Roasted Summer Tomato Tart

6-8 Servings | Prep Time: 1 hour

INGREDIENTS

  • 1 sheet all-butter puff pastry, thawed
  • 3–4 large ripe summer tomatoes (heirloom varieties are ideal)
  • 4 oz goat cheese, softened
  • 2 tbsp cream cheese or mascarpone
  • 1 tbsp fresh thyme leaves
  • 2 tbsp Organic Arbequina Extra Virgin Olive Oil
  • 2–3 tbsp Barrel-Aged Balsamic Vinegar
  • Flaky sea salt
  • Freshly ground black pepper
  • Fresh basil leaves for garnish

DIRECTIONS

  1. Preheat oven to 400°F (200°C).
  2. Roll out the puff pastry onto a parchment-lined baking sheet. Score a 1-inch border around the edge without cutting all the way through.
  3. Mix the goat cheese, cream cheese, and thyme.
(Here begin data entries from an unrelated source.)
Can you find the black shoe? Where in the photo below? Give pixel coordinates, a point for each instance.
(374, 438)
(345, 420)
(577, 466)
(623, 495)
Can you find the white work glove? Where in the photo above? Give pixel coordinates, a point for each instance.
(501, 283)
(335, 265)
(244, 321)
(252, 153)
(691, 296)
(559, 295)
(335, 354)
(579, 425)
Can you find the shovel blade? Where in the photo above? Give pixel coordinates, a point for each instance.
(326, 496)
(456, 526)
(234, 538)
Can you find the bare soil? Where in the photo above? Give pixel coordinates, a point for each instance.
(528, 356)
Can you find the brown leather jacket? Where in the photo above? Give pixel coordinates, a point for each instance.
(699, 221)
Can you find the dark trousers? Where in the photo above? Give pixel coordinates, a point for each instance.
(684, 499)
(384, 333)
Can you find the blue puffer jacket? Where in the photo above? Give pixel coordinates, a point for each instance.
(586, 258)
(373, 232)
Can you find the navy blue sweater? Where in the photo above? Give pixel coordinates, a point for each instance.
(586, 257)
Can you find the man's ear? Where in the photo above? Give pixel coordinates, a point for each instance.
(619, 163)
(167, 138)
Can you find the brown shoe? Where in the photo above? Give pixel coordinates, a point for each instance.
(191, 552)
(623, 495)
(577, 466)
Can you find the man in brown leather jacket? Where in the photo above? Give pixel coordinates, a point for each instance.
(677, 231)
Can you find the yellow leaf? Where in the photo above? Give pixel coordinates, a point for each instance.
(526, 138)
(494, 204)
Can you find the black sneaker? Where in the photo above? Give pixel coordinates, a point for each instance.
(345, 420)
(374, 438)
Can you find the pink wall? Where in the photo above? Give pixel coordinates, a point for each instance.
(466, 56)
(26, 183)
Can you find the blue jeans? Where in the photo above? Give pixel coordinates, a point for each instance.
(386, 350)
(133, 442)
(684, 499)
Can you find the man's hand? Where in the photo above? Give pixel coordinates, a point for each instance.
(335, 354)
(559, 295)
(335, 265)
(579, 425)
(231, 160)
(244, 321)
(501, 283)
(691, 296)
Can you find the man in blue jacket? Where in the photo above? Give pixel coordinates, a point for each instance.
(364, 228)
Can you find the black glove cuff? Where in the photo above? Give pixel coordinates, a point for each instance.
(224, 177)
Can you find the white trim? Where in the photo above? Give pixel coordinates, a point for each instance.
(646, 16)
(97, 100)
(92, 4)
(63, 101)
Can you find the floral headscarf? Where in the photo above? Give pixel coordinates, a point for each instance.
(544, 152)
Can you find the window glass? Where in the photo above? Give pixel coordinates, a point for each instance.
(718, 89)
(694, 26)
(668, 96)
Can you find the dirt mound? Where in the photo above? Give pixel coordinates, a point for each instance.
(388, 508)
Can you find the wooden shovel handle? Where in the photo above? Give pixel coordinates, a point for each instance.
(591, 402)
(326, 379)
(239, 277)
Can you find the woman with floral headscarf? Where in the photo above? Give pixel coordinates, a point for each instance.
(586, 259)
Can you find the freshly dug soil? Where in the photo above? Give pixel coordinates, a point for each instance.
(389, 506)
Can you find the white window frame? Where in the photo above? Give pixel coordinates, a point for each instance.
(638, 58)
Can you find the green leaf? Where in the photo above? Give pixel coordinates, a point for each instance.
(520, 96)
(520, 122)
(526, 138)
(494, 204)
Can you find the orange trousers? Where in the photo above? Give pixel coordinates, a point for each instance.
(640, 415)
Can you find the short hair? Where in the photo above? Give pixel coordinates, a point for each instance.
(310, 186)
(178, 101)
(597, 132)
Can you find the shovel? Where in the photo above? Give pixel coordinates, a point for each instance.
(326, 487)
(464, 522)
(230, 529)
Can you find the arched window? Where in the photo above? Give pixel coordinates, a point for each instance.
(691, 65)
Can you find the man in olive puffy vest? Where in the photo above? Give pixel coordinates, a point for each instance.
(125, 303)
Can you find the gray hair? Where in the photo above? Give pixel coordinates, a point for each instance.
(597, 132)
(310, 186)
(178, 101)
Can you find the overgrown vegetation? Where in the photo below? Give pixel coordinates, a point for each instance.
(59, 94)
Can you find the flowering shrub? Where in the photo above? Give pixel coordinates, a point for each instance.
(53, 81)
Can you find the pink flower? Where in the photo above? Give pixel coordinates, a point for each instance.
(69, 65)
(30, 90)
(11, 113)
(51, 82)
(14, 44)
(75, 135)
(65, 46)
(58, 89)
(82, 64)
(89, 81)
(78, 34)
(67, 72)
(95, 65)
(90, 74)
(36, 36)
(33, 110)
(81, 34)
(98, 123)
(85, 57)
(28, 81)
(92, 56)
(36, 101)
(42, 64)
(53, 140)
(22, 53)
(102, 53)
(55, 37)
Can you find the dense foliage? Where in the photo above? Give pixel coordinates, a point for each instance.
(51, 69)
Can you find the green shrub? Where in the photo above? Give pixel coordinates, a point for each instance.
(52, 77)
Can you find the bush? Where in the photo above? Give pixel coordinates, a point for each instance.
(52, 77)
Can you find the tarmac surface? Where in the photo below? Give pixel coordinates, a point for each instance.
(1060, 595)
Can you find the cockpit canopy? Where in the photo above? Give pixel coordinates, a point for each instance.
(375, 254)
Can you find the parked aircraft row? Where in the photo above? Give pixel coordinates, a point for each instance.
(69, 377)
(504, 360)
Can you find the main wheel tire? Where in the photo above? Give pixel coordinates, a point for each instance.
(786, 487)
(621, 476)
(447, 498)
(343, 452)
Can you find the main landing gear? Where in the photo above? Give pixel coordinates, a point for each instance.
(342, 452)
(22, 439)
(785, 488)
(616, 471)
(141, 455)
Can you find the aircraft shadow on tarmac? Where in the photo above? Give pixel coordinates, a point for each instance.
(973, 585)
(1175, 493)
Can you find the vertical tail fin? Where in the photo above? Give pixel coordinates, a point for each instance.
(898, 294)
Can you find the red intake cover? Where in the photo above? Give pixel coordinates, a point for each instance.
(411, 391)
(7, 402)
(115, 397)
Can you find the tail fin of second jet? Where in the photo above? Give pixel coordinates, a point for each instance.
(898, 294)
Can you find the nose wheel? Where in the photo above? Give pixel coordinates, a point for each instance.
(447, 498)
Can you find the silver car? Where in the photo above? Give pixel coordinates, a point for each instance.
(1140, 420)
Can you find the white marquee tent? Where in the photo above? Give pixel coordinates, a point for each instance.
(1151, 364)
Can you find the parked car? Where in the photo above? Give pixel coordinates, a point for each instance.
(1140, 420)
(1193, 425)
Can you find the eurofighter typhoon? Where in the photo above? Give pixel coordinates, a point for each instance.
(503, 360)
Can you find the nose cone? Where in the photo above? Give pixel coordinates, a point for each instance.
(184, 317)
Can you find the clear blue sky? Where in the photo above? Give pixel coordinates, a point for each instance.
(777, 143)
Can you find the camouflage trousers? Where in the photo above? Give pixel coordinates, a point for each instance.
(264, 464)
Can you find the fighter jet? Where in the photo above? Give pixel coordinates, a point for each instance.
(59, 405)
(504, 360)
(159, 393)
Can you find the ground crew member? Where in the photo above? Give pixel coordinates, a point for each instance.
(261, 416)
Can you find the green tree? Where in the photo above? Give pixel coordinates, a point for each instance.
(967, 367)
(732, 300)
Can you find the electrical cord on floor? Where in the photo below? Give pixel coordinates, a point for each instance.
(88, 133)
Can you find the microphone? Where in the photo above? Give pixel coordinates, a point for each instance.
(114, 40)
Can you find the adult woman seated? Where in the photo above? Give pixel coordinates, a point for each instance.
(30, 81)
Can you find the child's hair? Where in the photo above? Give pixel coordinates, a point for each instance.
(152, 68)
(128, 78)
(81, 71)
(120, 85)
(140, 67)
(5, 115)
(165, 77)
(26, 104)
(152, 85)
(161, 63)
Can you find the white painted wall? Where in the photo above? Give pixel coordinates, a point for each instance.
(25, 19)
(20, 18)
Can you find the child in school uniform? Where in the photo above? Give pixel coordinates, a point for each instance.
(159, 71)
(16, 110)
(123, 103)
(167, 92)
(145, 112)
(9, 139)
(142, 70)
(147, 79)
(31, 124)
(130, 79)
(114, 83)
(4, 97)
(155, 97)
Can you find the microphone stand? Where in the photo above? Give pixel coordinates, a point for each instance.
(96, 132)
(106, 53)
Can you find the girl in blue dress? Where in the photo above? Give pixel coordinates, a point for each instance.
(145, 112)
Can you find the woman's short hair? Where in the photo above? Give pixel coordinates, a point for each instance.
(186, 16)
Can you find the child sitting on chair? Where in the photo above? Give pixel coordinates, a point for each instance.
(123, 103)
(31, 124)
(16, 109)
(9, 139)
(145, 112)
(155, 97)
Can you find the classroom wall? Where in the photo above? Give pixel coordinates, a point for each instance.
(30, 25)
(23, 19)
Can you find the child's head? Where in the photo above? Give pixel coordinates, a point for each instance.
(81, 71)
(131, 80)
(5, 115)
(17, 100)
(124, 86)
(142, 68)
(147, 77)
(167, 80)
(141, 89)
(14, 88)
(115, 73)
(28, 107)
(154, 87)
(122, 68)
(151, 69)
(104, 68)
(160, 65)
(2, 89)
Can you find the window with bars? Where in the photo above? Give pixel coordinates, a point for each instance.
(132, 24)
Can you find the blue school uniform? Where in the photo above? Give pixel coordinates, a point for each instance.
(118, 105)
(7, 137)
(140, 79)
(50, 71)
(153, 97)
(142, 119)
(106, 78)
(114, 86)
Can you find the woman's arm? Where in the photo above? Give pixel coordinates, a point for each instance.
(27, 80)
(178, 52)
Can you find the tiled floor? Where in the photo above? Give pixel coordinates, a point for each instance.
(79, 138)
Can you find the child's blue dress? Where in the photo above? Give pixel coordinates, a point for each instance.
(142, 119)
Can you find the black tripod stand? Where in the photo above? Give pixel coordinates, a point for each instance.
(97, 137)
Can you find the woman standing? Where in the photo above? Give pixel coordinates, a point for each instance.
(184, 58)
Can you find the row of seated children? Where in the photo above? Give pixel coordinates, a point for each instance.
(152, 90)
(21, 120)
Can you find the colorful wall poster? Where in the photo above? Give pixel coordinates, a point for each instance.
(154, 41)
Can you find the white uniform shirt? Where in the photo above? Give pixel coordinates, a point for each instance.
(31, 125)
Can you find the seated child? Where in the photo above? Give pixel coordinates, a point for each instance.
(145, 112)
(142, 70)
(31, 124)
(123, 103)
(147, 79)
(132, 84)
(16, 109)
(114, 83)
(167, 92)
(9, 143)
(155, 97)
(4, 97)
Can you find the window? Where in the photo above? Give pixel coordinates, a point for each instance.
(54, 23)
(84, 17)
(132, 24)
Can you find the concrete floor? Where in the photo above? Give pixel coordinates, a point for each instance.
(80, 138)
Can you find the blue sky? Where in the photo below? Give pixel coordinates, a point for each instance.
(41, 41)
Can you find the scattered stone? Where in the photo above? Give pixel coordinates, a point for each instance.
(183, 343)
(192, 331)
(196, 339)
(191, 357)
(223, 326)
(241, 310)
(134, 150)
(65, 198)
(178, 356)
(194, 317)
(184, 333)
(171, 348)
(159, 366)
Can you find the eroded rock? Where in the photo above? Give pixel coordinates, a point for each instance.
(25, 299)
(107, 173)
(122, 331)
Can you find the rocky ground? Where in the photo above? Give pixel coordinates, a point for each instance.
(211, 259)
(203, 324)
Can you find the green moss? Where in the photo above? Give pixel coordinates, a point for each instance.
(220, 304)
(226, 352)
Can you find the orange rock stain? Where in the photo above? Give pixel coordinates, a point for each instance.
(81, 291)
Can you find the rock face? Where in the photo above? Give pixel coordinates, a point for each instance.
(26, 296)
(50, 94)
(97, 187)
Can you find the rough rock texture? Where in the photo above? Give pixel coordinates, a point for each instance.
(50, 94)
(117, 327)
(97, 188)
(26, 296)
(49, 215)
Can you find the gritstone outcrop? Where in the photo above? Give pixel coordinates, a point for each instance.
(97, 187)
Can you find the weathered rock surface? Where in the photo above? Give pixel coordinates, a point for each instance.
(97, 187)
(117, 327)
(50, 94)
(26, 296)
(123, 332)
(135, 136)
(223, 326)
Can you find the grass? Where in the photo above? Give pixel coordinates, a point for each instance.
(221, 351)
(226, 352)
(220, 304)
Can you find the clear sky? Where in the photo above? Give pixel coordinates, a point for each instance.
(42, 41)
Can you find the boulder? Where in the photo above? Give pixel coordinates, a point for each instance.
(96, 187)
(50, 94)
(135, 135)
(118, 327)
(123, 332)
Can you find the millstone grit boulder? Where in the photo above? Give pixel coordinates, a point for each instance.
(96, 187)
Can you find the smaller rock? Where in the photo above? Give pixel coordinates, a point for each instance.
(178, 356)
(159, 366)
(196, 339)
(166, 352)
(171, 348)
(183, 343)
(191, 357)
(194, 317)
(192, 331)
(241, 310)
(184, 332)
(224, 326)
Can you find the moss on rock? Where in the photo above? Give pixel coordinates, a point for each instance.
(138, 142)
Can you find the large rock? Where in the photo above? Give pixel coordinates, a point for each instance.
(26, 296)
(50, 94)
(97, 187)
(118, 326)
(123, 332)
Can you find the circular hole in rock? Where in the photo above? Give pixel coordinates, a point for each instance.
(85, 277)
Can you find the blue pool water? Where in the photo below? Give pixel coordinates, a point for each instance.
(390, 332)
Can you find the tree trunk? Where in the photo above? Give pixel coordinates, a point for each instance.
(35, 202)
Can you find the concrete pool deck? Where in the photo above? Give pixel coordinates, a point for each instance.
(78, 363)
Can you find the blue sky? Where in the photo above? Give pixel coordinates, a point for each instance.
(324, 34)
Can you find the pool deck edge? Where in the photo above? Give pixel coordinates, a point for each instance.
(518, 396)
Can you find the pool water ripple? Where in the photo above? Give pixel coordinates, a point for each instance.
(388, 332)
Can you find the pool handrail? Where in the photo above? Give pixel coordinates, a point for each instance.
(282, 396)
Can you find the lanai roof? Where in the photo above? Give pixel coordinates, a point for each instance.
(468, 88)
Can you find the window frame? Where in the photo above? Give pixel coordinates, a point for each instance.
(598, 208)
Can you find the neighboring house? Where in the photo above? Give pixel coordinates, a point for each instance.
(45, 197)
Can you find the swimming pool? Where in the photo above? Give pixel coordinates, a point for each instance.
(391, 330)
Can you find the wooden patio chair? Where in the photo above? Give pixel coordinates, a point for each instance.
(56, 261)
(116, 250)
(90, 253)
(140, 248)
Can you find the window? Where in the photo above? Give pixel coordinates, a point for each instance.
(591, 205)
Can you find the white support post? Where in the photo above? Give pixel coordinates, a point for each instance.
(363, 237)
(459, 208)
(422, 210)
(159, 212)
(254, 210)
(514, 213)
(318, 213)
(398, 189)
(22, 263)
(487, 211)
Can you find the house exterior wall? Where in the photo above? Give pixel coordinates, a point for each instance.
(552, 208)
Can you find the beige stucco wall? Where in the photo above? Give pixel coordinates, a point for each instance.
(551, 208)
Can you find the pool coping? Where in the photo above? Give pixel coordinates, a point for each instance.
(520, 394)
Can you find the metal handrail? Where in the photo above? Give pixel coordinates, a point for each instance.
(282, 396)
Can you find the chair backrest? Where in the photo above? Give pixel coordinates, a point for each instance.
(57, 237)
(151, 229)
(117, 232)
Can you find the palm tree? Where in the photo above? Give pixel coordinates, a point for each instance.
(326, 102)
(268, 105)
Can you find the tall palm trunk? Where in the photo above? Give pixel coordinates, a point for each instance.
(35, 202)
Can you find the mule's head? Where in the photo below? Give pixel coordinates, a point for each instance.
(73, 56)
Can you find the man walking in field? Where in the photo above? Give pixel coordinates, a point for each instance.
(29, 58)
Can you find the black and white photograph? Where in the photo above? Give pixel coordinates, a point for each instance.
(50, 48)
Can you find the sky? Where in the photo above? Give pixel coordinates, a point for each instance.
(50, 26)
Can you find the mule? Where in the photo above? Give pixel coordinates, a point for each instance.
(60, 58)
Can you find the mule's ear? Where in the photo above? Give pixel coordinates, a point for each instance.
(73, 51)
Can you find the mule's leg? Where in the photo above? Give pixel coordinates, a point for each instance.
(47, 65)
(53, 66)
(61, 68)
Spread inside the scored border.
  4. Slice the tomatoes about ¼-inch thick. Lay them on paper towels and lightly salt them for 10 minutes to remove excess moisture.
  5. Arrange the tomatoes over the cheese mixture. Drizzle with olive oil and season with pepper.
  6. Bake for 30–35 minutes, until the pastry is golden and crisp.
  7. Let the tart cool for 5 minutes, then drizzle generously with the barrel-aged balsamic.
  8. Finish with basil leaves and a pinch of flaky sea salt.